Just Around the Corner

“Just Around the Corner,” Friend, Sept. 1991, 44

Just Around the Corner

If any of you lack wisdom, let him ask of God … But let him ask in faith, nothing wavering. (James 1:5–6.)

Boy, am I glad I didn’t know what was coming! I might have decided to pull the covers up over my head and hide out for a while.

But there I was, Mike Tucker, standing unknowing in front of my bedroom mirror, adjusting my collar and giving my hair another quick once-over.

Suddenly there was a loud pounding on the door, and in barged my sister, Jill.

“Come on, curly locks,” she teased. “Your ride is here. Stop messing with your precious hair and get a move on.”

“You’re just jealous,” I said with admirable restraint.

Grabbing my jacket and the bag of munchies, I checked out with my parents, then hustled down to Brother Moore’s car.

Brother Moore is this real neat guy who moved into our ward a few months ago. He has a great grin, a wacky sense of humor, and a ton of patience, so naturally they made him our Primary teacher. It was his idea to drag the whole class over to the Conlins’ house for a little party that late-August night.

Matt Conlin is this gutsy classmate who’s been struggling with cancer and chemotherapy. Over the past year, he’d gotten thinner, weaker, and balder; but he always has a smile or a funny story whenever you see him.

We were there that night to celebrate the fact that he was in remission and could finally go back to school. He was a bit self-conscious about it, so we laughed it up and teased him about all the girls he was going to impress with his newfangled hairstyle.

“Yeah, it’s different all right,” he answered with a lopsided grin. “But if it’s so wonderful, how come you guys haven’t joined me?”

We were still laughing about it when we got back into the car to leave.

“You know, boys,” Brother Moore said, settling onto the front seat, “Matt’s putting on a brave front, but he’s really going to need our support, especially the first day he goes back to school.” He drummed his fingers on the steering wheel a few seconds. “Let’s do something really special for Matt,” he said with enthusiasm. “Come on—anybody have any great ideas?”

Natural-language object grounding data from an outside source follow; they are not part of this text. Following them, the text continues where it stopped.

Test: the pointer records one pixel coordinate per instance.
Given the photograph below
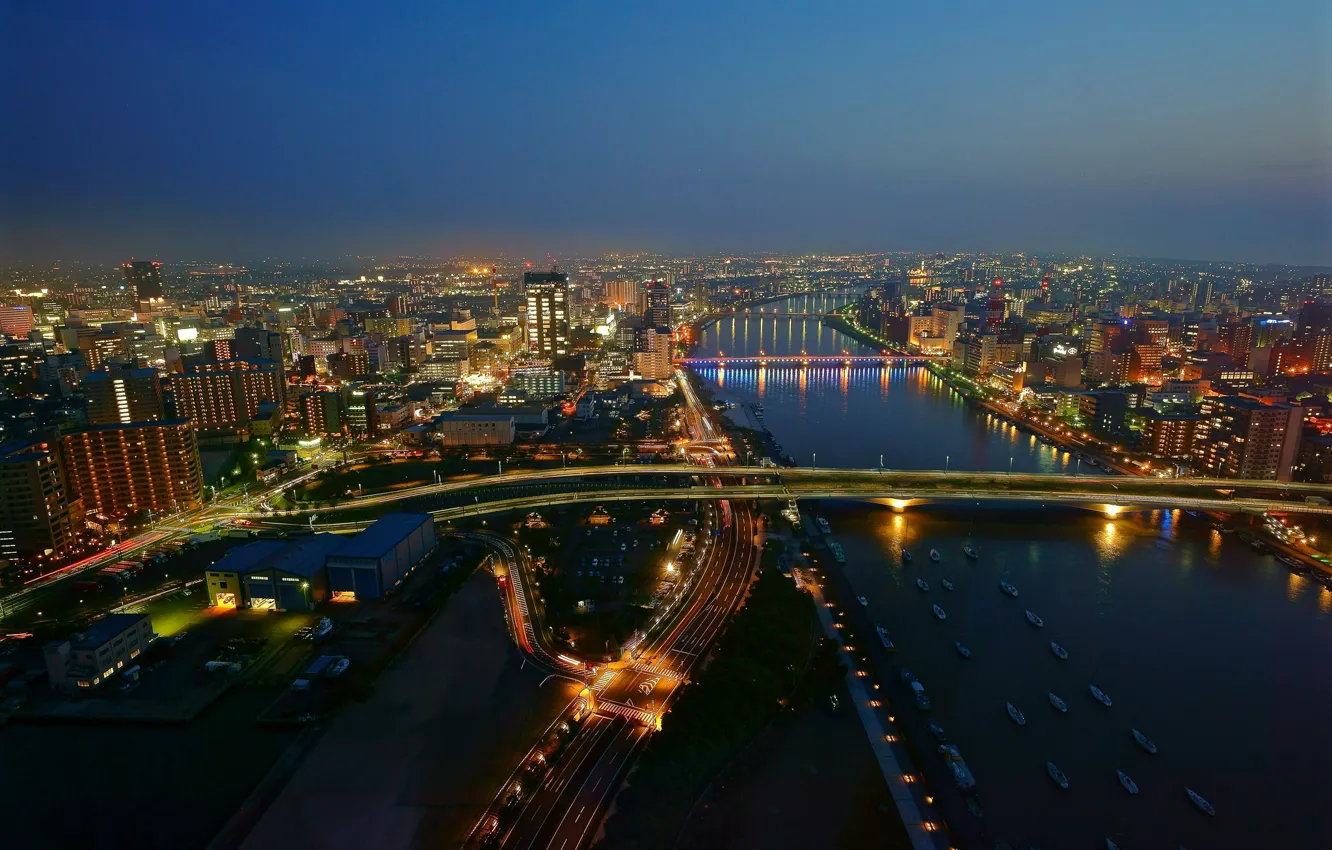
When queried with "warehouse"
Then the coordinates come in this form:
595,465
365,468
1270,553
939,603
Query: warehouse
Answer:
273,574
373,562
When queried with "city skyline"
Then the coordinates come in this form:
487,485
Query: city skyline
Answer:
738,128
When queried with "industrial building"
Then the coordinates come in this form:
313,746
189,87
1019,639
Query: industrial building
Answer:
108,646
273,574
373,562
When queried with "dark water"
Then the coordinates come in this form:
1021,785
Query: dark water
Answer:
1215,652
850,416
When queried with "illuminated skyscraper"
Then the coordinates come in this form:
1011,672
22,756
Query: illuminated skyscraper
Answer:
144,281
548,313
123,469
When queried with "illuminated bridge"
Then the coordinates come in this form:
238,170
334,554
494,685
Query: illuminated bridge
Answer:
1112,494
806,360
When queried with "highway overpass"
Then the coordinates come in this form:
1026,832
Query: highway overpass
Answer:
1112,494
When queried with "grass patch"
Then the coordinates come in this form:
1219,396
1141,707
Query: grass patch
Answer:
767,657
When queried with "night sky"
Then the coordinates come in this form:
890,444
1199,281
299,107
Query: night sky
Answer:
197,129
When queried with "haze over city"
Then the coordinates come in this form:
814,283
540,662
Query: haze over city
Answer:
233,131
665,426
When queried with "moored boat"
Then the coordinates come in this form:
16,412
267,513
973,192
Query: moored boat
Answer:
1056,774
883,638
961,773
1143,741
1018,717
1198,801
1127,782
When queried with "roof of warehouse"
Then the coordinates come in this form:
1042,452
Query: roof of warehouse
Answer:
384,534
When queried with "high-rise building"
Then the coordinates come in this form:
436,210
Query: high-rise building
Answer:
257,344
657,296
626,296
144,281
119,470
323,413
225,395
1168,433
39,516
16,321
1242,437
548,313
120,395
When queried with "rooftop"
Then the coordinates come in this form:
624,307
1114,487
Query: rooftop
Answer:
105,629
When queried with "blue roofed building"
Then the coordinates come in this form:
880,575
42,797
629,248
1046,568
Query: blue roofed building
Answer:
370,564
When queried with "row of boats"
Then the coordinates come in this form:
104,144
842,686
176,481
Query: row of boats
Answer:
962,774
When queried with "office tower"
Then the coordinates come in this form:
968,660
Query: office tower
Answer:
144,281
1242,437
548,313
39,514
994,307
16,321
625,296
224,396
120,395
321,413
360,412
257,344
657,295
119,470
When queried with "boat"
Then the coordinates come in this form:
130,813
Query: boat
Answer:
1127,782
1056,774
1143,741
1295,564
921,697
961,773
1198,801
883,638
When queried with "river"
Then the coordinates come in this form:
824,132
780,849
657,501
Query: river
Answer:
1215,652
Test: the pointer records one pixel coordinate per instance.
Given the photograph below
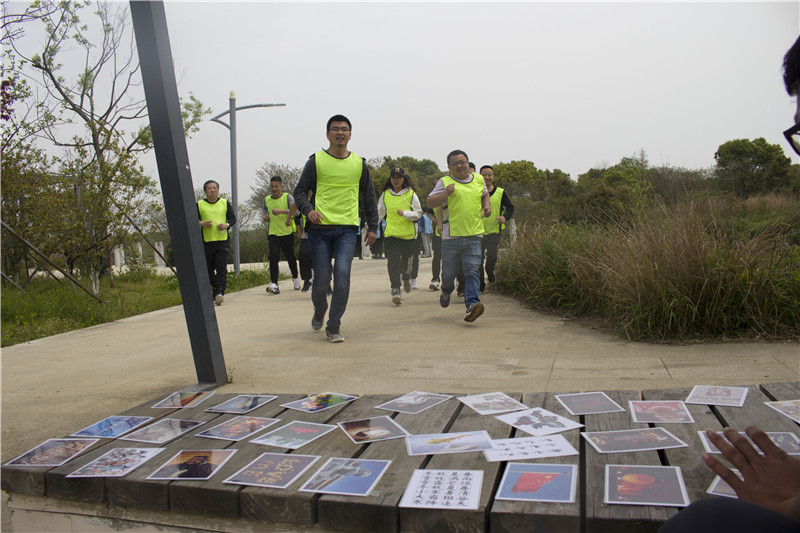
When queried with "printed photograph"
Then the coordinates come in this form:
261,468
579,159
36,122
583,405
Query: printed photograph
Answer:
352,477
645,485
273,470
238,428
538,483
242,404
52,452
719,487
319,402
117,462
714,395
294,435
193,464
789,408
468,441
372,429
663,412
162,431
414,402
492,403
443,489
529,448
632,440
183,400
112,427
788,442
538,422
588,403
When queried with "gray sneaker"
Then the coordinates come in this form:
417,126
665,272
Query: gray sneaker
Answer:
316,320
333,334
444,299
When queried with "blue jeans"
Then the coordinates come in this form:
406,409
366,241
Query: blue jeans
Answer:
466,252
338,243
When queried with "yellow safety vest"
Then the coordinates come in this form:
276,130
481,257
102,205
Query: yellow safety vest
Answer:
215,212
490,224
396,225
277,223
337,188
464,207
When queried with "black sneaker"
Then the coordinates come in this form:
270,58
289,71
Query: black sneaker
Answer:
316,320
444,299
333,334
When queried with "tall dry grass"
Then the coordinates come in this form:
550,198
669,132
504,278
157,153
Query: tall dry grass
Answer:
676,274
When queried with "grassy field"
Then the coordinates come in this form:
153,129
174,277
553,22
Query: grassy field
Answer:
49,307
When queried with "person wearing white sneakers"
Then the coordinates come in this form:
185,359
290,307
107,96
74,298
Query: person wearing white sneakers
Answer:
278,212
399,204
216,218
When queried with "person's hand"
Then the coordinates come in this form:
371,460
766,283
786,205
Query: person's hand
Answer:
771,480
314,216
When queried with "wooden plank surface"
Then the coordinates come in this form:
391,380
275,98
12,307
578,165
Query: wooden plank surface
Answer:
378,511
696,474
602,517
291,505
425,520
213,497
513,516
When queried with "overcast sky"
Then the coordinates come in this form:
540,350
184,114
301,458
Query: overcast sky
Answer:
565,85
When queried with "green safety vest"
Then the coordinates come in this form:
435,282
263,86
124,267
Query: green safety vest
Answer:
490,224
396,225
215,212
337,188
277,223
464,207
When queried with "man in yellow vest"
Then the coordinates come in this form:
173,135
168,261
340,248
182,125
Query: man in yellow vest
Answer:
216,218
465,200
331,186
502,211
278,213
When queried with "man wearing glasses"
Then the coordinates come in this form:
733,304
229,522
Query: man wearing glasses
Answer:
328,193
791,78
465,201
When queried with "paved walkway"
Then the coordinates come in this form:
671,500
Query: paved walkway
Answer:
55,386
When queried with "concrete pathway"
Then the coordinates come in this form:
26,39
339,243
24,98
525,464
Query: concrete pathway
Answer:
55,386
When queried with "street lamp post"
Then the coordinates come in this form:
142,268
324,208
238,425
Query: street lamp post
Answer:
234,185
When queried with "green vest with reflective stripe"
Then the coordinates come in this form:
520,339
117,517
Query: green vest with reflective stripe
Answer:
464,207
396,225
215,212
277,223
337,188
490,224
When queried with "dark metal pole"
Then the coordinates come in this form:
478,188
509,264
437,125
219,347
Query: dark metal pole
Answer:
163,108
234,181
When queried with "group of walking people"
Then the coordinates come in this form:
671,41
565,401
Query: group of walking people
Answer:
335,196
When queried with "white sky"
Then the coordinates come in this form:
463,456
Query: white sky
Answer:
565,85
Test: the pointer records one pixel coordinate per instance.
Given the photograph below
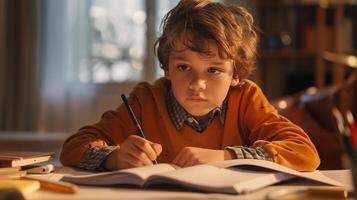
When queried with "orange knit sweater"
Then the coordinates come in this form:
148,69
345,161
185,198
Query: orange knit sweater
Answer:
250,121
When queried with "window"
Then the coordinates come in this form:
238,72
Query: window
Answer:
117,37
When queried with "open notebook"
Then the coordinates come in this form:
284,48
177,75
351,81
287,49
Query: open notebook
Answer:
231,176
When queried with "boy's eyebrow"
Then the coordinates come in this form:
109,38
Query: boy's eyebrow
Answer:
178,57
183,58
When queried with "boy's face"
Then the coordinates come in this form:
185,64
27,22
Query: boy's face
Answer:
199,82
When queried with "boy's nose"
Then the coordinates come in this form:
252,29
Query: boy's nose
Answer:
197,84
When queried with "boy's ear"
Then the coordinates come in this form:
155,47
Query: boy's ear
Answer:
167,75
234,81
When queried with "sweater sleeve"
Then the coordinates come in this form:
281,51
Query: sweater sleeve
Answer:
286,142
111,130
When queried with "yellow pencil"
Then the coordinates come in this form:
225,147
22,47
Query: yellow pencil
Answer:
55,185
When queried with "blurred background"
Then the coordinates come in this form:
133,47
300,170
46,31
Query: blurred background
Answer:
64,62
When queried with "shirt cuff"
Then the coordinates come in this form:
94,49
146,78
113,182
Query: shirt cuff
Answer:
95,157
242,152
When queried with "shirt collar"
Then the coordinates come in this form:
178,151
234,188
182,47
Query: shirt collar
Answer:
179,116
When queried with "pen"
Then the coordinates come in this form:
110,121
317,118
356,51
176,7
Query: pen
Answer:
139,130
55,185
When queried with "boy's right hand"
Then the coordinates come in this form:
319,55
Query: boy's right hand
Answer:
135,151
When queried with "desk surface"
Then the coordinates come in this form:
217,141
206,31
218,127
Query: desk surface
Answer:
109,193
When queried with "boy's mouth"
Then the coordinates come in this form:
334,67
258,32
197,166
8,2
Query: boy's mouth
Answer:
196,98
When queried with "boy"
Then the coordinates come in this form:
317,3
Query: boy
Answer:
204,109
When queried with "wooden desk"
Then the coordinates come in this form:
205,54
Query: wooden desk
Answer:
111,193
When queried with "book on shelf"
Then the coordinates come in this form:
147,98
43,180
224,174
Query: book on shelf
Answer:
22,158
232,176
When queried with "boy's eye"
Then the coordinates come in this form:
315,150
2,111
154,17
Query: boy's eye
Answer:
183,68
214,70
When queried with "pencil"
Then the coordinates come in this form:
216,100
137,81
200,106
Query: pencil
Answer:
352,125
345,133
55,185
139,130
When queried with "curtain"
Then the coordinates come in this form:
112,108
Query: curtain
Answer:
19,64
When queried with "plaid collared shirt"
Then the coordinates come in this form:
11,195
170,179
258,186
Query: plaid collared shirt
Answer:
96,156
179,115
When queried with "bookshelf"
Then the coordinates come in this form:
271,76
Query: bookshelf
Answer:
295,34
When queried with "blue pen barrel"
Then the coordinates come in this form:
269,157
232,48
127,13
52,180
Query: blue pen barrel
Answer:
139,130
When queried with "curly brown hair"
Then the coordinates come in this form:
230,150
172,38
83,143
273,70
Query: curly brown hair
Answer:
196,23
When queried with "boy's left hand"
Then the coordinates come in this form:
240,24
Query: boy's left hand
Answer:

We all looked at each other and shrugged our shoulders. You had to be careful when Brother Moore got excited about something!

“No ideas now, huh? Well, you know what I always say—when in doubt, pray about it.”

So right then and there we said a prayer to help us all think of something special we could do for Matt to make his first day back at school easier.

“Now, boys,” Brother Moore added as he eased out into traffic, “when you pray for something, you have to be willing to listen for an answer. I want each of you to go home and listen for your own answer, OK?”

He made it sound so easy that I actually expected to wake up the next morning and find that the answer had been deposited in my brain overnight.

Unfortunately the next morning nothing was there that hadn’t been there before. By the next night I was pacing nervously back and forth in front of my bed, going over all the conversations I’d ever had with Matt, looking for a clue. The trouble was that I couldn’t remember him ever asking anybody for anything. I thought back to our party and his joking about the things that were really worrying him.

Immediately a totally outrageous and not very welcome idea popped into my head. No, no, I argued with myself, Matt was only joking. He’d never expect anyone to … I’ll sleep on it, I reasoned. By morning the “real” answer will come to me.

But three more days went by, and I decided that enough was enough! I didn’t like the answer I’d gotten, but it was the only one I’d gotten and it kept sneaking back into my head. So on the afternoon before school started, I mustered up as much courage as I could and went around the corner to visit a barbershop.

What happened when our Primary class went to pick up Matt for school the next day was extra special. Eddy Kowalski, the kid who got a C- in English last year, wrote one of the best poems I’ve ever read in my life. And Todd Stott and Larry King got permission from the principal to carry Matt’s books and lunch tray because he was still kind of weak. Every one of us had something special to share with Matt that day, and it was really super!

Yep, life is full of surprises. I wouldn’t have wanted to know that I’d end up bald on the first day of school. But it’s sure nice to know that the answers are there, right where you need them, just around the corner.